NOTE: Usually, you use mana_launch directly with an executable compiled with the local mpicc command. For some cases (e.g., MPICH-4.x), we have encountered an MPI library that depends on other libraries with constructors (e.g., intel, UCX libraries) that gain control before MANA. This can interfere with the proper functionig of mana_launch. If you enounter this, there are two possible workarounds.

NOTE: For background, a MANA computation uses a split process architecture. Two programs (an upper-half program contains the user MPI application, but it uses stub libraries that link MPI calls to an MPI library within a lower-half program. The lower half is a standalone MANA-specific MPI application. AT checkpoint time, only the upper half is saved, and at restart time, the lower-half program restores the memory of the upper half, and re-binds it to the lower-half MPI library. For details, see the original MANA paper.

  1. For both open and closed source MPI applications, we provide an option to use shadow libraries for the upper half of MANA, only. This adds to the library search path a directory of dummy libraries to shadow certain libraries related to MPI. The lower half of MANA uses all of the standard MPI libraries. The directory of shadow libraries is contained in PATH_TO_MANA/lib/tmp and is used ONLY with mana_launch.

    --use-shadowlibs

    Launch MANA and use the shadow libraries in the upper half.

  2. For open source MPI applications, a custom MANA compiler may be used: PATH_TO_MANA/bin/mpicc_mana. (And do not use --use-shadowlibs in this case.)

mpicc_mana my_mpi_application.c
  1. Create a checkpoint using Terminal 2:

PATH_TO_MANA/bin/mana_status -c
  1. Restart from the checkpointed state:

PATH_TO_MANA/bin/mana_restart --restartdir ckpt_images

Note:

Checkpoint images cannot be created after MPI_Finalize is called by application.
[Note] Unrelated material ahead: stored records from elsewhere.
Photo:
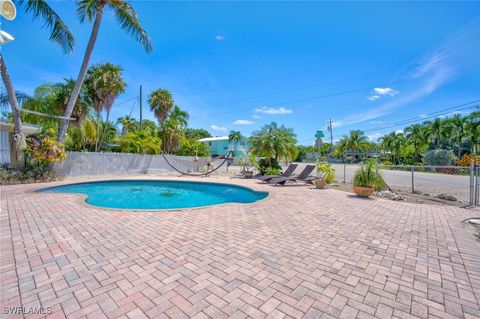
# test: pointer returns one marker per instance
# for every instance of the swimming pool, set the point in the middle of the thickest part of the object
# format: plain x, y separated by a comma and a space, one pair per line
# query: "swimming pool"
158, 194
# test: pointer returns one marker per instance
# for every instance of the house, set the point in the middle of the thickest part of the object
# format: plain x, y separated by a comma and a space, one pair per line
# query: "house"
6, 137
219, 145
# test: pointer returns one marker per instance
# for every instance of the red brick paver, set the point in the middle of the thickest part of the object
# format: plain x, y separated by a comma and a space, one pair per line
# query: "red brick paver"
300, 253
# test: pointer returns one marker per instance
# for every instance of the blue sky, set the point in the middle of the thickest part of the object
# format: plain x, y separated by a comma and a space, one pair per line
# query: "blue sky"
237, 66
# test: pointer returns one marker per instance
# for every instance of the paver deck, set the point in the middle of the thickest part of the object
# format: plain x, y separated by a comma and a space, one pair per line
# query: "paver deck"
300, 253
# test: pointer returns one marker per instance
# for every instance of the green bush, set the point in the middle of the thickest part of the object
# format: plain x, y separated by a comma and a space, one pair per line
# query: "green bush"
326, 171
265, 164
439, 158
367, 176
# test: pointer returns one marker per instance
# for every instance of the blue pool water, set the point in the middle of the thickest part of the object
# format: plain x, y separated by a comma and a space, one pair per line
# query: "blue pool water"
156, 194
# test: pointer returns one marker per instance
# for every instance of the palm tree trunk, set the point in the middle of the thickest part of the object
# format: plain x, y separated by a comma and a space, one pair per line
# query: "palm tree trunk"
104, 131
18, 142
62, 131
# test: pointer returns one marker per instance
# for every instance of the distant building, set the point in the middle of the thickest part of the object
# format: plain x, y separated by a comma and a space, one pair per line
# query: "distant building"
219, 145
6, 138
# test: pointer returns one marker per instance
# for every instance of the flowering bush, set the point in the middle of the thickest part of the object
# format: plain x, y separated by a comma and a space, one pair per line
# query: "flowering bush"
46, 150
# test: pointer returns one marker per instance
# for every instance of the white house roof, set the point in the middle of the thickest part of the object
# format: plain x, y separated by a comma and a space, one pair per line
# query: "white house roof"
215, 138
27, 128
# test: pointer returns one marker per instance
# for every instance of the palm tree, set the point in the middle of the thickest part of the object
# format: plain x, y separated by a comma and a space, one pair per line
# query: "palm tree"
457, 123
472, 128
60, 34
161, 103
357, 141
93, 10
435, 129
415, 134
173, 129
235, 137
126, 121
106, 84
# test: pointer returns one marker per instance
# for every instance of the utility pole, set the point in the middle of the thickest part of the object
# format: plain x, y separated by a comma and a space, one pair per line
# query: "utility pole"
141, 115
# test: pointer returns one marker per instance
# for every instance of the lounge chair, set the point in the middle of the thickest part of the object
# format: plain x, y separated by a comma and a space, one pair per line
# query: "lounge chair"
304, 176
288, 172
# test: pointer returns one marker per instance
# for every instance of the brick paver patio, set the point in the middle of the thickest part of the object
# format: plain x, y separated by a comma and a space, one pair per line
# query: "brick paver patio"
300, 253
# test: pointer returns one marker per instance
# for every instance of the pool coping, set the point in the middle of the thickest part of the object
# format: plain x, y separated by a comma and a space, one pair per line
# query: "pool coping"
82, 198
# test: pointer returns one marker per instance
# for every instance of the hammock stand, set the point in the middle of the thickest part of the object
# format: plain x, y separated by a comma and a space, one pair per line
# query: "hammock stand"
197, 174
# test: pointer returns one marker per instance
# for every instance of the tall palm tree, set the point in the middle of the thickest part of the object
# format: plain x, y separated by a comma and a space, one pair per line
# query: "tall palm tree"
415, 134
436, 130
161, 103
235, 137
60, 34
457, 123
473, 131
173, 130
106, 84
93, 10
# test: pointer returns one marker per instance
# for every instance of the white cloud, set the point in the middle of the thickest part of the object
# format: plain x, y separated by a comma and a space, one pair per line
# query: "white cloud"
218, 128
273, 110
243, 122
385, 91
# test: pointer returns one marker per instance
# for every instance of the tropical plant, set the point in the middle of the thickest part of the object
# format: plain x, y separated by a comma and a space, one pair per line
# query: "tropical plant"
60, 34
325, 171
140, 142
368, 176
105, 84
235, 137
93, 10
161, 103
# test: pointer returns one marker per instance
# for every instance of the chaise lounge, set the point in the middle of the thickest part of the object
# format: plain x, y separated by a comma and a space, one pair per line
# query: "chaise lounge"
304, 176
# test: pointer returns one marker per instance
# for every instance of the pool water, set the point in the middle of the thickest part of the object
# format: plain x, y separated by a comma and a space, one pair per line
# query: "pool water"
157, 194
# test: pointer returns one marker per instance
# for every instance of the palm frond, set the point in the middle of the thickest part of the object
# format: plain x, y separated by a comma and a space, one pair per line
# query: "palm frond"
59, 32
21, 98
128, 19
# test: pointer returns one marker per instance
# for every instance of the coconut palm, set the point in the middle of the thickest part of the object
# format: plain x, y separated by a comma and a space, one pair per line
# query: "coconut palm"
106, 83
415, 134
93, 10
235, 137
173, 130
60, 34
435, 130
457, 124
161, 104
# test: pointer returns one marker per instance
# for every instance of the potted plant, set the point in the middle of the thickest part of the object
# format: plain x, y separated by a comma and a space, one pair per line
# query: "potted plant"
248, 166
366, 179
326, 174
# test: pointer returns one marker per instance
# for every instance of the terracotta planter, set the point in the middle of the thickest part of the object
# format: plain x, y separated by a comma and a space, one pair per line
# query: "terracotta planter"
363, 191
320, 183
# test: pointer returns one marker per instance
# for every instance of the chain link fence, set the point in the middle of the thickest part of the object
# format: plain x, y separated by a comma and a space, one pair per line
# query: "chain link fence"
458, 183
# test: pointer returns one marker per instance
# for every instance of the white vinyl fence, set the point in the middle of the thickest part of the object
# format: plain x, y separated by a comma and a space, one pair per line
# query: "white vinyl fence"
86, 163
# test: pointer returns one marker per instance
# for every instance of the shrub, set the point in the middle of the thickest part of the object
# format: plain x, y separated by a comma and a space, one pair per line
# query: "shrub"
468, 160
439, 158
326, 172
265, 163
367, 176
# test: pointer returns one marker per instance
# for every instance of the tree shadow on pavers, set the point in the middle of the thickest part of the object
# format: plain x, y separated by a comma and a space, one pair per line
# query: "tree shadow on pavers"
353, 196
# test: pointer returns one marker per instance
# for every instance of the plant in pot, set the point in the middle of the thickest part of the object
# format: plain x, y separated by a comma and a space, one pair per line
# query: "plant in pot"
248, 166
366, 179
326, 174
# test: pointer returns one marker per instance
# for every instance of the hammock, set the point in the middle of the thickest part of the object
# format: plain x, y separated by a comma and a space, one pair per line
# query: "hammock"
197, 174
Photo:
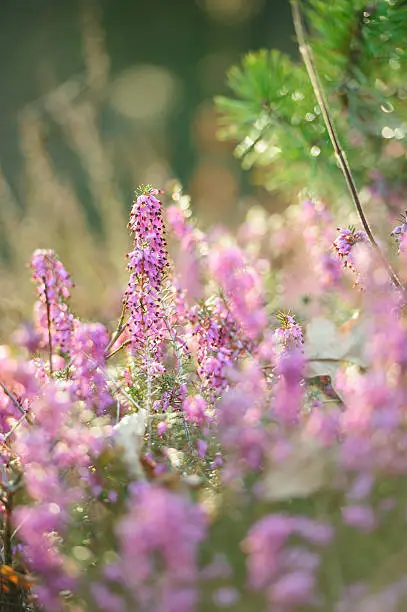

This is done to avoid creating corrupt checkpoint images which cause segmentation fault at restart.

Note: three ways to create checkpoints

There are three ways to create a checkpoint.

  1. Using mana_command -c as above.

  2. Periodic checkpointing with -i 60 (60 seconds). This option can be used with either mana_coordinator, mana_launch, or mana_restart.

  3. In advanced usage, there’s a way to request a checkpoint under program control.